O gerente abandou as formalidades bancárias atravessou o balcão e deu um abraço no amigo. Depois o levou até sua mesa.
― Rapaz… está diferente…
― E você parece o mesmo menino de sempre, com menos cabelo, é claro!
― Sabe, às vezes eu pensava em você. Ficava me perguntando: “Onde se meteu aquele moleque que só fazia besteira?”.
― Eu mudei.
― Dá pra ver… todo bem vestido, esse terno deve ter custado uma nota.
― Custou. É uma grife muito seletiva.
― E o que faz da vida?
― Sou empresário.
― Não brinca!?
― Movimento milhões, tenho mais de mil funcionários, filiais por todo país… fica com meu cartão. Aí tem o meu endereço, telefone, tudo…
― Quem diria?! Você devia voltar pra nossa cidade. Só pra passear. Já pensou na cara do pessoal daquela vila? A nossa professora da quarta série…
― Dona Zeni!? Ela me odiava. Dizia que eu nunca seria nada nessa vida.
― Mas você era um capeta. Era da pá virada…
― E você era o queridinho da professora, melhor aluno…
― Eu me esforçava bastante.
― Lembra quando o Padre foi conversar com a minha mãe porque a gente ia mudar pra cidade?
― Como esquecer? Ele repetiu tudo de novo na missa.
― Ele disse: “se a senhora não dá conta desse capeta em um vilarejo, como é que vai ser na cidade grande?”
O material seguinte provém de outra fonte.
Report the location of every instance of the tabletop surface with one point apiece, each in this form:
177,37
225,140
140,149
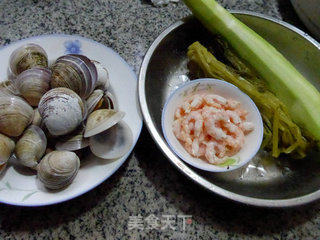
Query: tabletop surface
147,189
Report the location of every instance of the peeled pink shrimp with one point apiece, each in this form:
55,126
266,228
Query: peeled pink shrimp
211,154
196,149
180,133
192,103
211,127
234,117
194,121
232,104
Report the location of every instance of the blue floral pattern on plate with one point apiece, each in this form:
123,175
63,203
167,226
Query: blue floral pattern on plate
72,47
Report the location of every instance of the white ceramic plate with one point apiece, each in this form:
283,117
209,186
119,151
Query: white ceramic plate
23,189
252,141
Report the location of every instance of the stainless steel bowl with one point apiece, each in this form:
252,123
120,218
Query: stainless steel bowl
309,13
165,66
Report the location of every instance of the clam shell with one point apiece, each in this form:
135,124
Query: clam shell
112,143
31,146
108,101
57,169
37,120
6,148
33,83
75,72
61,110
15,115
7,89
73,142
103,81
26,57
100,120
93,100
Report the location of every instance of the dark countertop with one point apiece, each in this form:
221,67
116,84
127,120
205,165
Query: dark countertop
147,183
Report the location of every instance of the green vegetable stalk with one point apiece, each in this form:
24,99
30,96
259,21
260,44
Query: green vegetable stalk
301,98
281,134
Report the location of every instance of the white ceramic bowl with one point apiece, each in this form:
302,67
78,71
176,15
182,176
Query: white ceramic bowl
309,13
252,141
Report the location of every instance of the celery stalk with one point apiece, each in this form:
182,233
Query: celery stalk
300,96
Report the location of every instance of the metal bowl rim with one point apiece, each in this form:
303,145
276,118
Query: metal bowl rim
259,202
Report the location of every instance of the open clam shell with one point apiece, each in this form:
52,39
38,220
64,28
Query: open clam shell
26,57
108,101
31,146
73,142
7,146
33,83
100,120
103,81
75,72
8,89
93,100
37,120
112,143
15,115
61,110
57,169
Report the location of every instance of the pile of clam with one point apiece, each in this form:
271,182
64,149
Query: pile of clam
49,115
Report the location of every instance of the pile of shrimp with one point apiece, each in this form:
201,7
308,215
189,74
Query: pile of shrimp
211,127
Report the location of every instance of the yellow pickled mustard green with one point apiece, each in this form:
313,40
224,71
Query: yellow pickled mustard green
301,98
281,134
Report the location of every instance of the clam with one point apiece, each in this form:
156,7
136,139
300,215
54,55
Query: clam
7,89
26,57
103,81
37,120
57,169
33,83
112,143
6,148
93,100
15,115
31,146
73,142
100,120
108,101
61,110
76,72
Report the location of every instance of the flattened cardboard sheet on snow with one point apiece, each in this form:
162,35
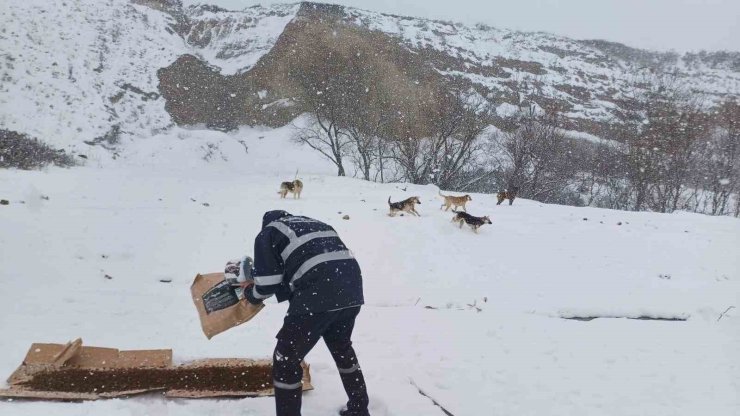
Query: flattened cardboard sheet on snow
72,372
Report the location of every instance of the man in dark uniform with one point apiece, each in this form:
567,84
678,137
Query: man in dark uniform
302,260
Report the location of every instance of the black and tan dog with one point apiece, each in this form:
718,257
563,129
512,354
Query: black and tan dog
296,187
474,222
454,201
407,205
509,194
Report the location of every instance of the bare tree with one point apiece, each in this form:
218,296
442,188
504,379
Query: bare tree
451,156
324,136
538,158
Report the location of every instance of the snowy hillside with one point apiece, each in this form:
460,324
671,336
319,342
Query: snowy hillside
86,70
74,70
475,321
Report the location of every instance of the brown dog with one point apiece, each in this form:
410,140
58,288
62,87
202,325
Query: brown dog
474,222
454,201
509,194
296,187
407,205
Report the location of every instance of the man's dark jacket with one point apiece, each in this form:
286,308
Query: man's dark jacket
303,260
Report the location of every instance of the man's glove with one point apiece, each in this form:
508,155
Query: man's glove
239,271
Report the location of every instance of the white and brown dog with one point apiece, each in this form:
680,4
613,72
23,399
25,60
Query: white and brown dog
296,187
407,205
454,201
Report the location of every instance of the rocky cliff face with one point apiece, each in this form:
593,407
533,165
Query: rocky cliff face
89,70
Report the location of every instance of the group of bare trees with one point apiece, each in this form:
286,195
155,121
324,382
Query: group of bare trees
676,156
667,153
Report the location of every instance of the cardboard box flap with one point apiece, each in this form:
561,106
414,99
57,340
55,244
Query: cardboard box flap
52,354
73,354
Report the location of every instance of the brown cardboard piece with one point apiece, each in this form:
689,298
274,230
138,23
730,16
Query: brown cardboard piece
217,305
46,359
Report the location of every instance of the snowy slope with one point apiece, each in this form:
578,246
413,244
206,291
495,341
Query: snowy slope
513,65
234,41
72,70
142,219
80,70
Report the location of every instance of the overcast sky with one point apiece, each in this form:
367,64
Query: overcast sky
681,25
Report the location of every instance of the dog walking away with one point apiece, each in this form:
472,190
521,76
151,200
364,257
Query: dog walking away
407,205
454,201
509,194
474,222
295,187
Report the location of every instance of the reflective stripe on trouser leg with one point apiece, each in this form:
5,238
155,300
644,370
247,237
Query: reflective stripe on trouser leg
349,370
354,386
287,374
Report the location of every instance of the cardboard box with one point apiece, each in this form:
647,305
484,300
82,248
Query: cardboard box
218,305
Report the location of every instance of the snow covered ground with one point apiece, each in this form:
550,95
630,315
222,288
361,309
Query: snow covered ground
141,218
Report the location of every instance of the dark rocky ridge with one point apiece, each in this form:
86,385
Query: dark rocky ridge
268,93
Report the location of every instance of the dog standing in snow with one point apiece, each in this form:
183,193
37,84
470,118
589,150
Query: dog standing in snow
407,205
454,201
509,194
295,187
474,222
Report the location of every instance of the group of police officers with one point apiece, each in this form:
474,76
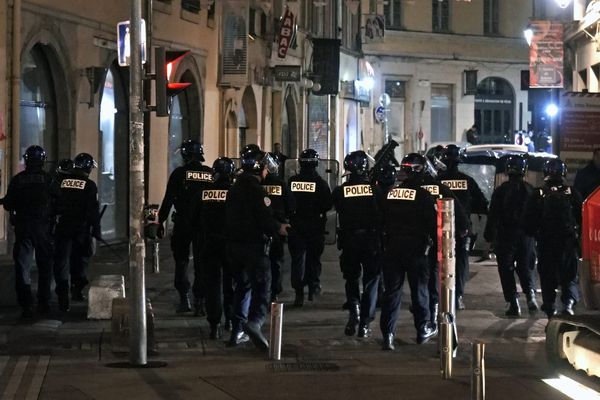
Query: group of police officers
56,217
237,222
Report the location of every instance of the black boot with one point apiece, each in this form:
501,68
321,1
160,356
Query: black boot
388,342
531,302
184,303
299,299
514,309
353,320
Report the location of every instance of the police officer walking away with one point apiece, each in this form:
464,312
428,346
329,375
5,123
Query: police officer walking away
472,200
78,223
514,248
183,189
250,223
31,198
553,217
357,204
409,224
312,198
210,218
282,205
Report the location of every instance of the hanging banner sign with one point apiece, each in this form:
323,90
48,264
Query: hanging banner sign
286,33
546,55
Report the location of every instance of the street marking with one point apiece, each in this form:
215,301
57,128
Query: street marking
15,378
38,378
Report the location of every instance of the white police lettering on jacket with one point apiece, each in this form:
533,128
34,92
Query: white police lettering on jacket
214,195
273,190
198,176
73,184
358,191
310,187
433,189
402,194
456,184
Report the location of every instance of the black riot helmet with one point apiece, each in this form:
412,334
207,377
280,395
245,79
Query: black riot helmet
34,156
64,166
356,163
309,159
386,175
249,147
516,165
223,167
191,150
554,169
451,156
254,161
84,162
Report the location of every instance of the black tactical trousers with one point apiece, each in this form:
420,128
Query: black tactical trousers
30,236
251,271
557,265
183,236
361,254
400,262
305,251
218,281
71,258
276,256
515,253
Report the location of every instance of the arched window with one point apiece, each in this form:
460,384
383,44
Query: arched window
38,118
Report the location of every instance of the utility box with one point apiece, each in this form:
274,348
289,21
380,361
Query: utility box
120,326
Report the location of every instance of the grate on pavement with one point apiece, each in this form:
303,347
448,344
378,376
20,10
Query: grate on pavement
303,366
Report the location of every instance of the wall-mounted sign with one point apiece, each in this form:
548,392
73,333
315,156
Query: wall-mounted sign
286,33
287,73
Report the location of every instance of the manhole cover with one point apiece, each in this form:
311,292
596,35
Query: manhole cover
302,366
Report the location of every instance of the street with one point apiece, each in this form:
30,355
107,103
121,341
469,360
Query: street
71,358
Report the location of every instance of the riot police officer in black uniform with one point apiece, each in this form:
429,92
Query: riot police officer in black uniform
31,198
514,248
210,218
184,187
409,223
553,216
312,198
78,223
438,190
249,224
472,200
282,205
357,204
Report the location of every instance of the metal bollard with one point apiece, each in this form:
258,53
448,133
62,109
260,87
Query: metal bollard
276,331
156,258
446,259
478,372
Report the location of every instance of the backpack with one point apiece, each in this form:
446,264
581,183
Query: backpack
558,218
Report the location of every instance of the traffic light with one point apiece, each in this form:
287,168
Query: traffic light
165,90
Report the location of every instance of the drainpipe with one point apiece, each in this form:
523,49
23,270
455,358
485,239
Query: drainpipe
15,86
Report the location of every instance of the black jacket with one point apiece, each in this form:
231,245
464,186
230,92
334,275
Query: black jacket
248,212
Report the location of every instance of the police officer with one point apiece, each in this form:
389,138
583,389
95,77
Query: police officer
250,223
282,205
356,202
438,190
184,187
409,224
553,216
78,223
514,248
472,200
31,198
210,218
312,198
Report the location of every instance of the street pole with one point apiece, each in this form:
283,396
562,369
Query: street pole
137,298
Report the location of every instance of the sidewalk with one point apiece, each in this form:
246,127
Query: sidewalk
70,357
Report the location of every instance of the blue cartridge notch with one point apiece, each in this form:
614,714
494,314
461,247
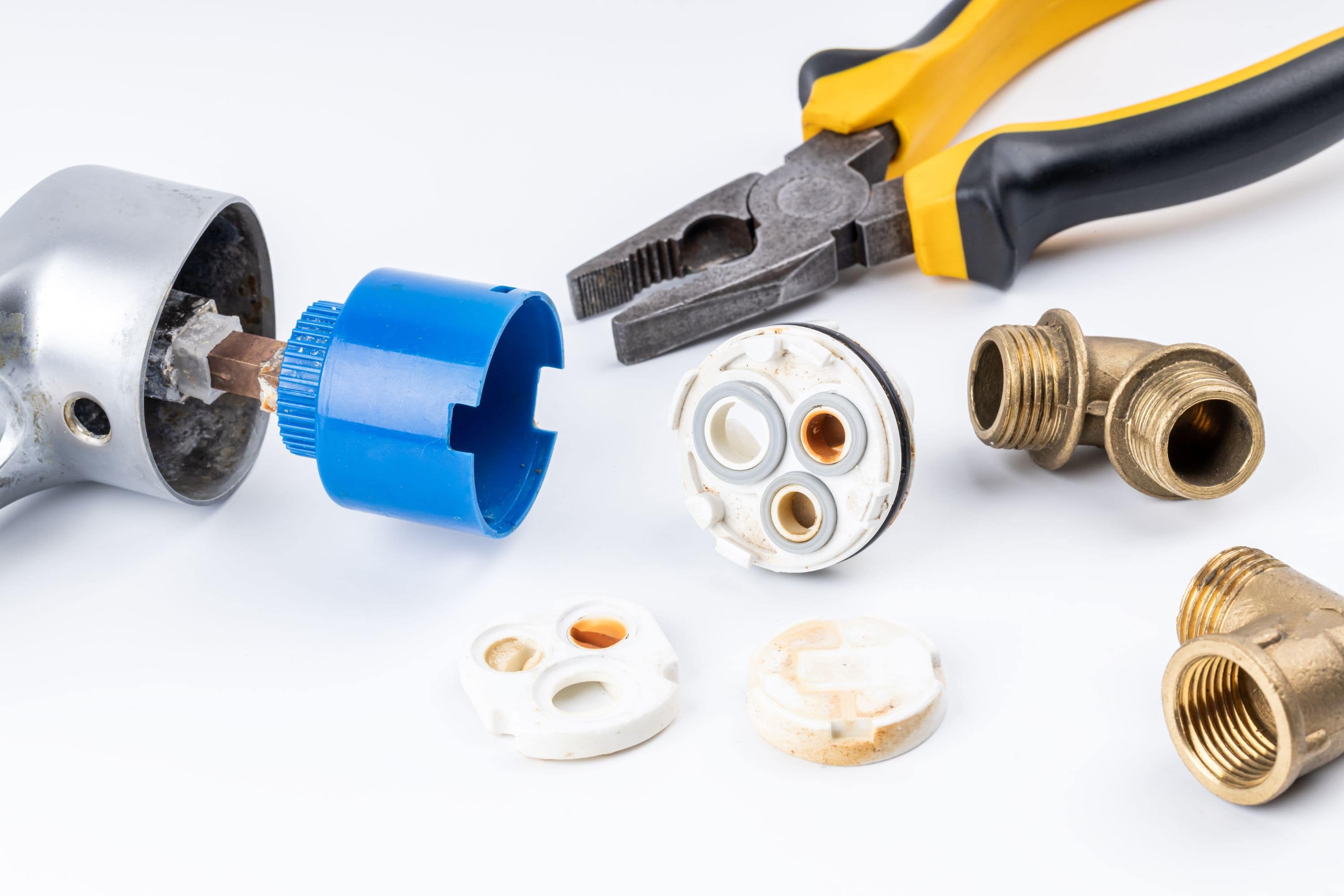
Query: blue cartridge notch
421,405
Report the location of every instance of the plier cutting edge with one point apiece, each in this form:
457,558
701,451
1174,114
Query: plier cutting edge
873,183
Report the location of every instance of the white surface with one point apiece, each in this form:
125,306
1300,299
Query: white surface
788,367
847,692
633,683
263,699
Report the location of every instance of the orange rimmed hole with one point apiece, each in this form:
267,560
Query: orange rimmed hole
824,436
597,633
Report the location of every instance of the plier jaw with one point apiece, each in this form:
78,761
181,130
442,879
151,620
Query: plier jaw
742,250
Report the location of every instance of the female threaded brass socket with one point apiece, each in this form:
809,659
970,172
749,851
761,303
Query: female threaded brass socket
1176,421
1254,698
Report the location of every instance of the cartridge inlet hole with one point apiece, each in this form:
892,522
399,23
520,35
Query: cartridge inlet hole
599,633
826,436
1228,722
987,389
585,696
1210,444
737,435
513,655
88,421
796,513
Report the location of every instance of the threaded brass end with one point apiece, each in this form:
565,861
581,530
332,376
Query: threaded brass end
1213,590
1226,722
1017,389
1195,432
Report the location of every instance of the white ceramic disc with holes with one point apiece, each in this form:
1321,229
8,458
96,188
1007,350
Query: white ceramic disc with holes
847,692
593,677
795,448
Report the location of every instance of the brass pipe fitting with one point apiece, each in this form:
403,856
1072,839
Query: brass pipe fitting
1254,698
1176,421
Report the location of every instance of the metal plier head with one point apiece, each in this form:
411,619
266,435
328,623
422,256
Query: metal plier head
750,246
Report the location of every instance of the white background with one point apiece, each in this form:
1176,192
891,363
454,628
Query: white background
263,698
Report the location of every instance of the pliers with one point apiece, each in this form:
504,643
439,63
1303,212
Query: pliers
873,183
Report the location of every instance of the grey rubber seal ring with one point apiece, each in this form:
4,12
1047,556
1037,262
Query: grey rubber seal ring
858,435
760,401
828,512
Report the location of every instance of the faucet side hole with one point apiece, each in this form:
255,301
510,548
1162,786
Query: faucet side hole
88,421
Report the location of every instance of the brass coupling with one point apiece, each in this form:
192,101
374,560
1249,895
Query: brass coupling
1254,698
1176,421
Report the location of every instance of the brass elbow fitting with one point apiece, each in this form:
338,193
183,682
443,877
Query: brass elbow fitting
1176,421
1254,698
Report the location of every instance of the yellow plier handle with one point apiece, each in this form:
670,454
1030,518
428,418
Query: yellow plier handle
932,85
980,209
― Queria ver a cara dele agora.
― E você? Não virou doutor por quê?
― Tive que trancar a matrícula da faculdade…
― Dinheiro?
― De certa forma sim. A faculdade era pública, mas eu precisava trabalhar para me alimentar e pagar os livros. O banco consumindo cada vez mais o meu tempo, depois eu casei, vieram os filhos e o sonho foi ficando distante. Ficou faltando só a entrega do TCC, mas aí o prazo expirou…
― É assim que o país vai desperdiçando os seus talentos.
― Bem, eu nem vou perguntar se você estudou porque sei que você odiava aquilo.
― Eu estudei. Tenho cinco diplomas. Sou matemático, contador, advogado, administrador de empresas e psicólogo…
― Você? Nossa!!! Lembro do tempo em que não sabia fazer uma conta simples de matemática, muito menos conjugar um verbo.
― Pra você ver. Eu mudei.
― Mudou mesmo.
O caixa interrompeu a conversa.
― Desculpe-me, senhor Roberto, mas eu preciso fechar o meu caixa e ainda falta o seu cliente.
― Nossa! Dezesseis e dez… Me dá aqui o cheque. Deixa eu vistar a operação. Esse aqui é um amigo meu de infância. Éramos vizinhos.
― Você sempre muito honesto e batalhador, né, Robertinho? Devia ser o diretor do banco.
― Nem me fala… Estou na fila. Mas é muito difícil. A concorrência é muito desleal. Eles querem vendas a todo custo. E você sabe, eu tenho um limite moral. Não vou vender capitalização pra velhinha em coma.
― Mas se é o que eles querem… eu faria! Já estaria na presidência do banco.
― Você sempre foi muito esperto, Fabinho. Não posso negar. Sei que você faria, mas você me conhece…
― Conheço, Robertinho. É por isso que estou aqui.
Volta o caixa.
― Aqui está o seu comprovante, senhor.
― Obrigado, Robertinho. Nem tenho como agradecer. Quando tiver um tempinho me liga.
― Pode deixar.
E depois de um abraço emocionado, Fabinho vai embora.
Uma semana depois, chega o inspetor do banco.
― Bom dia, Roberto. O senhor confirma essa operação?
― Sim, claro. Um amigo meu veio aqui. Gente conhecida.
― Amigo?
― Sim, amigo de infância. Empresário…
― Já que o senhor é amigo dele eu além de demiti-lo terei que chamar a polícia.
― Por quê?
― Porque esse homem é um estelionatário. Aplica golpes no país inteiro…
― E a empresa dele.
― É de fachada.
― Ele tem cinco diplomas.
― Todos falsificados.
― Eu vou ligar pra ele…
― Não adianta! Ele já fugiu. Apenas sente-se e aguarde a polícia…
Robertinho se senta, pálido, envergonhado, inconformado. Afogava-se em um mar de lágrimas enquanto em um mar calmo do Caribe Fabinho se divertia.
Não, Fabinho não havia mudado, havia apenas se aprimorado.